Estupidez acima de tudo

Qual a característica mais marcante de Jair Bolsonaro?

A maldade não é má escolha, tendo em conta o voto pelo impeachment de Dilma Rousseff, em que exaltou o torturador Brilhante Ustra, cujos métodos incluíam enfiar ratos nas vaginas das detidas, como ela. Ou tendo em conta que se babou de alegria ao saber da morte de um voluntário nos testes da Coronavac, vacina comprada pelo seu rival político, João Doria, governador de São Paulo (o voluntário morreu de overdose, sem relação com os testes).
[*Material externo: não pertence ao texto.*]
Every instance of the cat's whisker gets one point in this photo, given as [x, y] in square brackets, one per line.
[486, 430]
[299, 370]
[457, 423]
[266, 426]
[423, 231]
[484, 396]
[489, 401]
A intolerância não é má escolha, tendo em conta que o hoje presidente preferia ver um filho morrer num acidente a assumir-se homossexual. E tendo em conta as piadas, impróprias até para um hominídeo do Paleolítico Inferior, sobre quilombolas (habitantes de refúgios de escravos), índios, asiáticos e mulheres, um dos seus principais traumas.

A loucura não é má escolha, tendo em conta que interrompeu o ministro da Educação para, do nada, mostrar preocupação com a amputação, por falta de água e de sabão, de mil pénis de brasileiros por ano (os pénis, como as mulheres, são uma das suas obsessões). E tendo em conta que interrompeu o Carnaval de 2019 para perguntar aos brasileiros o que era a prática sexual "chuva dourada".

A desonestidade não é má escolha, tendo em conta que foi eleito por fake news (a de que o rival Fernando Haddad queria fabricar biberões em forma de pénis - cá estão eles outra vez - foi apenas a ponta do iceberg). E tendo em conta que a cada comunicação ao país os fact checkers, as agências que verificam a verdade dos discursos dos políticos, entram em colapso por causa de tanta insana aldrabice.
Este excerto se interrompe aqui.